El perfil del cilindro del rodillo (corona) se muele deliberadamente en los rodillos de trabajo y de respaldo para compensar la deflexión elástica y la expansión térmica durante el laminado. Un rodillo de trabajo típico de laminador de bandas en caliente se puede rectificar con una corona positiva de 0,1 a 0,3 mm para garantizar una planitud uniforme de las bandas en todo su ancho. El rectificado incorrecto de la corona es una de las principales causas de defectos de planitud de la banda y ondulaciones del borde.
La selección del rollo debe basarse en una evaluación estructurada de varias variables operativas. Los siguientes criterios son los más decisivos:
Un punto de referencia útil: En los laminadores de bandas en caliente, el cambio de rodillos de trabajo ICCI a HSS normalmente reduce el consumo de rodillos entre un 40% y un 60%. y mejora la calidad de la superficie de la tira terminada, lo que hace que la inversión sea muy rentable en operaciones de gran volumen.
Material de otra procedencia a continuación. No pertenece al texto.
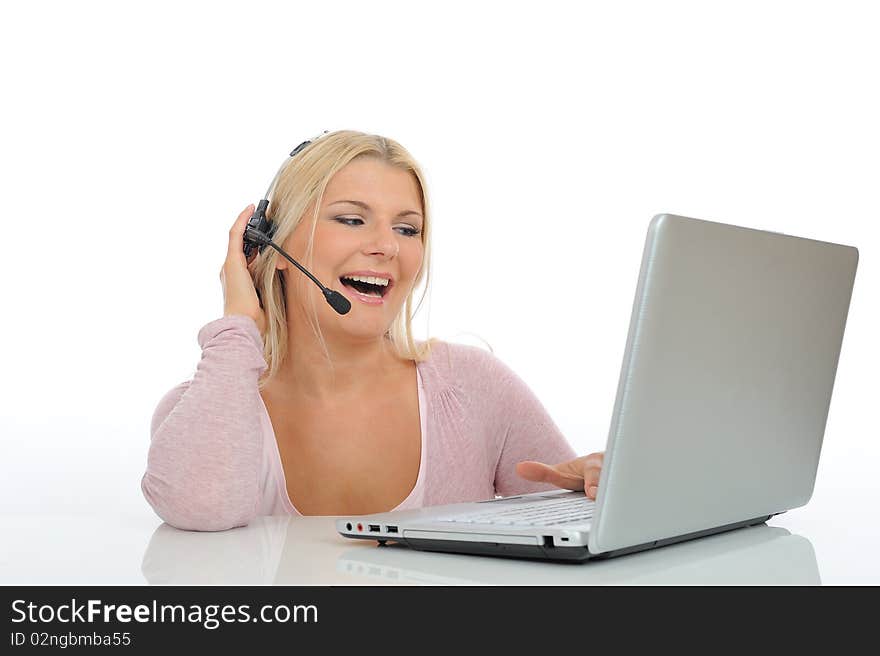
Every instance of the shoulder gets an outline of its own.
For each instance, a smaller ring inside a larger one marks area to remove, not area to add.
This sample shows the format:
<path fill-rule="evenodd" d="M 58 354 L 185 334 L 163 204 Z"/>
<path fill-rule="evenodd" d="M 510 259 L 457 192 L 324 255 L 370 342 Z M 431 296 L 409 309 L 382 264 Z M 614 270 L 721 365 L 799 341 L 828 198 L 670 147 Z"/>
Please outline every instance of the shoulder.
<path fill-rule="evenodd" d="M 510 368 L 486 348 L 433 340 L 428 358 L 420 363 L 426 371 L 449 383 L 500 382 L 513 375 Z"/>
Incluso los mejores rollos tendrán un rendimiento inferior sin un sistema disciplinado de gestión de rollos. Las prácticas clave que siguen las principales fábricas incluyen:
Las fábricas que implementan programas estructurados de gestión de rodillos suelen informar Reducciones del 10 % al 20 % en el coste del consumo de rollos y mejoras mensurables en la calidad de la superficie del producto sin inversión de capital en nuevos equipos.
Los rodillos del laminador son herramientas de precisión, no simples consumibles. La combinación correcta de material del rollo, perfil de dureza, práctica de molienda y gestión operativa determina tanto la calidad del producto como el costo de laminación más que casi cualquier otra variable en la operación del laminador. Los hierros HSS y con alto contenido de cromo dominan las exigentes aplicaciones modernas debido a su vida útil superior, mientras que el acero forjado sigue siendo insustituible cuando la dureza es primordial. Invertir en especificaciones adecuadas de los rodillos, rectificado disciplinado y seguimiento sistemático de los rodillos genera retornos rápidamente, generalmente en meses en operaciones de gran volumen.